Il governo di Timor Est, nuovo stato indipendente nato pochi anni fa dopo una lunga e durissima lotta per l’affrancamento dal dominio coloniale indonesiano, ha intenzione di vietare completamente la pratica di alcune arti marziali locali.
Un provvedimento draconiano, che segue la chiusura forzata di tutte le scuole e le palestre nelle quali si insegnavano le tecniche di combattimento. Secondo il governo le bande che nel paese si scontrano a base di arti marziali sarebbero responsabili negli ultimi due anni della morte di 12 persone e del ferimento di oltre 200, cifra altissima se si considera l’esigua popolazione del piccolo paese asiatico. La misura è stata implementata direttamente dal primo ministro Xanana Gusmao.

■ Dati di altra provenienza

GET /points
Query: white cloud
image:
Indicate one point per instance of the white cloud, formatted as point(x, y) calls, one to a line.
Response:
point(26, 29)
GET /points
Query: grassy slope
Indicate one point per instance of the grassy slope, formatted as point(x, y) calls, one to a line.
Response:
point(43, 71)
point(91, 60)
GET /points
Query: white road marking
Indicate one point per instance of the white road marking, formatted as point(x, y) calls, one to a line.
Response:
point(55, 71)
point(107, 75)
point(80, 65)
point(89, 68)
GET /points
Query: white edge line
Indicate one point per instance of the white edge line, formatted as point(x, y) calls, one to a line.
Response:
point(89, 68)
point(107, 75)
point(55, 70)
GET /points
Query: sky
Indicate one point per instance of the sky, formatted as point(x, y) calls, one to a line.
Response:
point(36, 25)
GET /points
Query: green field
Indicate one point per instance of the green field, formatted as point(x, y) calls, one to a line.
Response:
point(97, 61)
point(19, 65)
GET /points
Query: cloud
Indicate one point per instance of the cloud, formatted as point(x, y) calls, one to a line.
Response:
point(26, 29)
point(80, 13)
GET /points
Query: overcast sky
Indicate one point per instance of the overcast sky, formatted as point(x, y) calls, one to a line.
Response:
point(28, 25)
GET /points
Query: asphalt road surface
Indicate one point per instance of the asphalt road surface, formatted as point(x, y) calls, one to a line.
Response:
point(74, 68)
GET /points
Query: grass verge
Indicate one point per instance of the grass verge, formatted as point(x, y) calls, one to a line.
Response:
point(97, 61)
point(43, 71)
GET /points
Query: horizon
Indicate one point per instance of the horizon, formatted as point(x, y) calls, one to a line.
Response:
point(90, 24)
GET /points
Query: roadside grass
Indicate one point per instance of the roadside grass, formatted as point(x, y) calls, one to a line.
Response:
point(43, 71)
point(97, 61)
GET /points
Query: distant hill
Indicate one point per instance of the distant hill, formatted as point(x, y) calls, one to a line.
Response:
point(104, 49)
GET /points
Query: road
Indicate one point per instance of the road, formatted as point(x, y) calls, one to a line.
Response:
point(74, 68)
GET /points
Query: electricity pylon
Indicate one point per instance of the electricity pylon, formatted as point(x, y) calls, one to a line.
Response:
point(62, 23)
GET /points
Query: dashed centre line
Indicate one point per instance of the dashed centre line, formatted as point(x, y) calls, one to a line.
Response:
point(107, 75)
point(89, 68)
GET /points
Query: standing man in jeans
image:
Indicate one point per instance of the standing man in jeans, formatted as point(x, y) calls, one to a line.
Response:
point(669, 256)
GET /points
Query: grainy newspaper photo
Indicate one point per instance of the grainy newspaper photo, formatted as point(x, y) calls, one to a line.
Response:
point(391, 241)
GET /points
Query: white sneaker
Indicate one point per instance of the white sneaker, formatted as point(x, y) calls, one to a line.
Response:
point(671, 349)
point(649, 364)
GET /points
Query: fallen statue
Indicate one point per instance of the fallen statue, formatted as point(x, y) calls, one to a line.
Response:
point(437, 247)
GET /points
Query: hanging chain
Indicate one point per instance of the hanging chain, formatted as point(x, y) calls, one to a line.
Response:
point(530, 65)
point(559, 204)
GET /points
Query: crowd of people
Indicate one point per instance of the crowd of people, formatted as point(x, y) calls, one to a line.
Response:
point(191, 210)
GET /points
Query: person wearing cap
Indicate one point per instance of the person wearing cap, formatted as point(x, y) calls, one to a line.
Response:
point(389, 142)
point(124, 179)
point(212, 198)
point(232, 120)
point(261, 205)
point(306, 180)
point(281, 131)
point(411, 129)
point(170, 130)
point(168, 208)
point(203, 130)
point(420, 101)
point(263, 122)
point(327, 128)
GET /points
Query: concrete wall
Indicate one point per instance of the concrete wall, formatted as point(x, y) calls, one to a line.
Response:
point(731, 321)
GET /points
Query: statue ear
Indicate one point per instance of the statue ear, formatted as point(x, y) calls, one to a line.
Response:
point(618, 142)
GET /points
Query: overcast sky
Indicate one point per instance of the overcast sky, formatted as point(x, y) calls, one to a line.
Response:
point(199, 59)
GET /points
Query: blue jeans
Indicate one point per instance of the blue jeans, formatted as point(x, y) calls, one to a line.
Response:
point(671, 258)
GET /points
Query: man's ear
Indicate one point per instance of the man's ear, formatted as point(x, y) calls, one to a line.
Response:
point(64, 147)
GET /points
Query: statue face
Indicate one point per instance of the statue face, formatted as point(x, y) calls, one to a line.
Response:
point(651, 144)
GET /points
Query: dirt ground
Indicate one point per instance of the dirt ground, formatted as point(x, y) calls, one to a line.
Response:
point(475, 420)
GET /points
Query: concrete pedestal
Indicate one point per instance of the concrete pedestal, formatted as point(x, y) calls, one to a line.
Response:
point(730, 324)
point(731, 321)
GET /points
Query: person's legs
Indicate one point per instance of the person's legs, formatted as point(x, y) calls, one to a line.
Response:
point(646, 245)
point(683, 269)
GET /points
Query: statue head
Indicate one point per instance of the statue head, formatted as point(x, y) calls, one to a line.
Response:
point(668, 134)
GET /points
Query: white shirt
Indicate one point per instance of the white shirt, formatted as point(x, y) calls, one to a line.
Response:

Per molti anni, durante il dominio coloniale indonesiano (1976 -1999), le scuole di arti marziali, sia quelle ufficiali sia quelle clandestine, erano servite in buona parte ad addestrare i combattenti della resistenza contro gli abusi delle truppe d’occupazione, dando un contributo significativo alla lotta per l’indipendenza. Ma ora, svincolate da motivazioni politiche, molte scuole di arti marziali sono diventate vere e proprie gang criminali, che si scontrano addirittura anche all’estero, esportando un problema assai sentito a Timor Est anche in Indonesia – dove sono già due le vittime – e anche in Europa. Ma la degenerazione di quella che per decenni è stata una risorsa è un ulteriore segnale della crisi che investe la piccola nazione (15.000 chilometri quadrati e una popolazione inferiore al milione di abitanti), appena uscita da un decennio sotto tutela internazionale.